There it was, in the outer room; a stealthy shuffle of feet. She stared at the closed door, and the strain of the suspense almost made her faint. And then she saw the steel door move, slowly, and first a hand came through, the edge of a face . . . Gurther was leering at her. His beard was gone, and his wig; he was collarless, and had over his white shirt the stained jacket that was his everyday wear.

“I want you.” He was talking to Mirabelle.

Her tongue clave to the roof of her mouth, but she did not speak.

“My pretty little lady——” he began, and then, with a shriek, Joan leapt at him.

“Murderer, murderer . . . ! Beast!” she cried, striking wildly at his face. With a curse, he tried to throw her off, but she was clinging to him; a bestial lunatic thing, hardly human.

He flung her aside at last, and then he put up his hand to guard his face as she leapt at him again. This time she went under his arm and was through the door in a flash. He heard the swift patter of her feet on the stairs, and turned in pursuit. The trap was open. He stumbled and tripped in the dark across the floor of the gaunt factory. Just as she reached the open, he grabbed at her and missed. Like a deer she sped, but he was fleeter-footed behind her; and suddenly his hand closed about her throat.

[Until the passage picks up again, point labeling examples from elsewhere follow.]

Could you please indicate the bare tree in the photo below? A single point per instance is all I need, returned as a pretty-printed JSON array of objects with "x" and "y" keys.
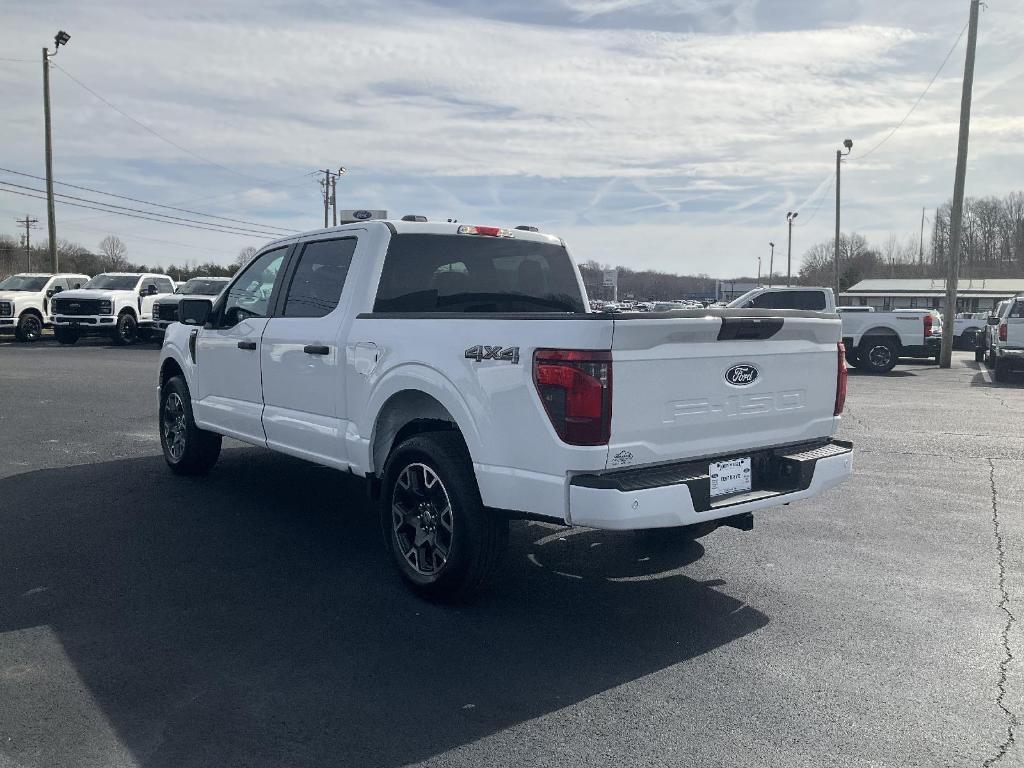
[{"x": 113, "y": 253}]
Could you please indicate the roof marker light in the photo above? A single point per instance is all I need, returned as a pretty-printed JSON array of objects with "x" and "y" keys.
[{"x": 489, "y": 231}]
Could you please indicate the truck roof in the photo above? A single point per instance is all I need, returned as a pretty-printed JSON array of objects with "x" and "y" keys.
[{"x": 423, "y": 227}]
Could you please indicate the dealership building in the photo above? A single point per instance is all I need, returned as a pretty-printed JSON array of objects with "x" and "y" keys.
[{"x": 972, "y": 295}]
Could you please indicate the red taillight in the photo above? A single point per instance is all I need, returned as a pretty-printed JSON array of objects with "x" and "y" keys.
[
  {"x": 841, "y": 381},
  {"x": 576, "y": 388}
]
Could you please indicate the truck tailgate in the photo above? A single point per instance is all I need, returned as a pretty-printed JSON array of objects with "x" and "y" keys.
[{"x": 720, "y": 383}]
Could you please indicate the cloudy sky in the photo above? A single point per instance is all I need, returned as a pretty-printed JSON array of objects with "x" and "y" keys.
[{"x": 672, "y": 134}]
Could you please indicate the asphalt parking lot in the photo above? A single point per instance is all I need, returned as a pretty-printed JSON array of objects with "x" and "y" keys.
[{"x": 251, "y": 619}]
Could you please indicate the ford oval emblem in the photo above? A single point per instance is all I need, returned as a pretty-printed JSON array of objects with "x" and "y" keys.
[{"x": 741, "y": 375}]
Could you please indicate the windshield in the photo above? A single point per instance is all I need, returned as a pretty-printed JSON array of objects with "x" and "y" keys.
[
  {"x": 113, "y": 282},
  {"x": 202, "y": 287},
  {"x": 23, "y": 283},
  {"x": 471, "y": 273}
]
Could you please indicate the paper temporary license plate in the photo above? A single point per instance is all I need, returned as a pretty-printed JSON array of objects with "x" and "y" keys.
[{"x": 730, "y": 476}]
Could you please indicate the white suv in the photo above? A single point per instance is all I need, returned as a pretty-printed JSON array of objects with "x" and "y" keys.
[
  {"x": 25, "y": 301},
  {"x": 119, "y": 304}
]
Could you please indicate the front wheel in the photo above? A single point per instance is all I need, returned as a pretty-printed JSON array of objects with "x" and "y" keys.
[
  {"x": 878, "y": 355},
  {"x": 30, "y": 328},
  {"x": 445, "y": 544},
  {"x": 187, "y": 450},
  {"x": 124, "y": 333}
]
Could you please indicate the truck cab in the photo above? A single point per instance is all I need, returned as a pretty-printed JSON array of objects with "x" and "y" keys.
[
  {"x": 1005, "y": 339},
  {"x": 116, "y": 304},
  {"x": 26, "y": 298}
]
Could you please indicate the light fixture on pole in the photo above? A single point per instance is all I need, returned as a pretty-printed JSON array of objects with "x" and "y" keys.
[
  {"x": 59, "y": 39},
  {"x": 788, "y": 248},
  {"x": 848, "y": 143}
]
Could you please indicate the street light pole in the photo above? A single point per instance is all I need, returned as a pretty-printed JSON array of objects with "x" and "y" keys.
[
  {"x": 59, "y": 39},
  {"x": 848, "y": 143},
  {"x": 788, "y": 249}
]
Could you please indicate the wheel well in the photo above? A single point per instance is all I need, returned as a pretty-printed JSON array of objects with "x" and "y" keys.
[
  {"x": 403, "y": 415},
  {"x": 881, "y": 332},
  {"x": 169, "y": 370}
]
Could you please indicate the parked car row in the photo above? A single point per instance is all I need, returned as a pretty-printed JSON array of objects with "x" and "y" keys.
[
  {"x": 126, "y": 306},
  {"x": 1003, "y": 344}
]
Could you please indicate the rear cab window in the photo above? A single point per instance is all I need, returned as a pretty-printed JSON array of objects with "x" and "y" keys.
[{"x": 426, "y": 273}]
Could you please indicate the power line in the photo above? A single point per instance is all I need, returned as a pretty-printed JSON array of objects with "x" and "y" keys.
[
  {"x": 155, "y": 205},
  {"x": 920, "y": 98},
  {"x": 42, "y": 196},
  {"x": 150, "y": 213},
  {"x": 159, "y": 135}
]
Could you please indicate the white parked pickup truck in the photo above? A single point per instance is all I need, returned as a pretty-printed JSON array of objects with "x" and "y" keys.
[
  {"x": 1004, "y": 346},
  {"x": 25, "y": 301},
  {"x": 873, "y": 341},
  {"x": 459, "y": 369},
  {"x": 119, "y": 304}
]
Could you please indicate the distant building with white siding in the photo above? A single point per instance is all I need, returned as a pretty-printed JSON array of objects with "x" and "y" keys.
[{"x": 972, "y": 295}]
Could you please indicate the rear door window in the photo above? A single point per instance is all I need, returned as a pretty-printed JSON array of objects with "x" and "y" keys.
[
  {"x": 808, "y": 300},
  {"x": 318, "y": 278},
  {"x": 471, "y": 273}
]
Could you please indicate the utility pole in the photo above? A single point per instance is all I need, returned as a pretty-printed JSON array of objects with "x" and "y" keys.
[
  {"x": 329, "y": 186},
  {"x": 59, "y": 39},
  {"x": 29, "y": 224},
  {"x": 956, "y": 214},
  {"x": 848, "y": 143},
  {"x": 788, "y": 249},
  {"x": 921, "y": 245}
]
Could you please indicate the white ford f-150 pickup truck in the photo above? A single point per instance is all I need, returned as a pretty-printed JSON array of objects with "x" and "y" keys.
[
  {"x": 25, "y": 301},
  {"x": 873, "y": 341},
  {"x": 459, "y": 369},
  {"x": 1004, "y": 347},
  {"x": 119, "y": 304}
]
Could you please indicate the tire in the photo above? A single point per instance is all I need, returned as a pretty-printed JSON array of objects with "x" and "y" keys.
[
  {"x": 67, "y": 335},
  {"x": 126, "y": 331},
  {"x": 30, "y": 328},
  {"x": 446, "y": 561},
  {"x": 187, "y": 450},
  {"x": 1001, "y": 374},
  {"x": 878, "y": 355}
]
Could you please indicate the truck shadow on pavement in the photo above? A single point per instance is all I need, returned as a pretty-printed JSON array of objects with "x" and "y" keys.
[{"x": 252, "y": 617}]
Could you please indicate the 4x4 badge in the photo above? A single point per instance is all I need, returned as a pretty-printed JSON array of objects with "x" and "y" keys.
[{"x": 482, "y": 352}]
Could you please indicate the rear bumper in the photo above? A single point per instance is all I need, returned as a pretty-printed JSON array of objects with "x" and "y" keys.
[{"x": 679, "y": 494}]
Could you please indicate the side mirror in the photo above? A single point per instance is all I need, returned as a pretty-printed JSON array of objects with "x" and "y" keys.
[{"x": 195, "y": 311}]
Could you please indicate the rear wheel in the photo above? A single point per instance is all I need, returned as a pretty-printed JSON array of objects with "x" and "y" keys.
[
  {"x": 445, "y": 544},
  {"x": 126, "y": 330},
  {"x": 30, "y": 328},
  {"x": 878, "y": 355},
  {"x": 187, "y": 450},
  {"x": 66, "y": 335}
]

“You had better go out, my friend,” he said, and tightened his grip.

As she twisted to avoid him, he put out his foot. There was a grating snap, something gripped his legs, and the excruciating pain of it was agonizing. He loosened his hold of her throat, but held her arm tightly. With all his strength he threw her against the wall and she fell in a heap. Then, leaning down, he forced apart the cruel jagged teeth of the man-trap on to which he had put his foot, and drew his leg clear. He was bleeding; his trouser leg was torn to ribbons. He stopped only long enough to drag the girl to her feet, and, throwing her across his shoulder as though she were a sack, he went back into the factory, down the stairs, and threw her on to the bed with such violence that the spring supports broke. It had a strange effect upon the dazed woman, but this he did not see, for he had turned to Mirabelle.

“My little lady, I want you!” he breathed.

Blood was trickling down from his wounded calf, but he did not feel the pain any more; felt nothing, save the desire to hurt those who hunted him; wanted nothing but the materialization of crude and horrid dreams.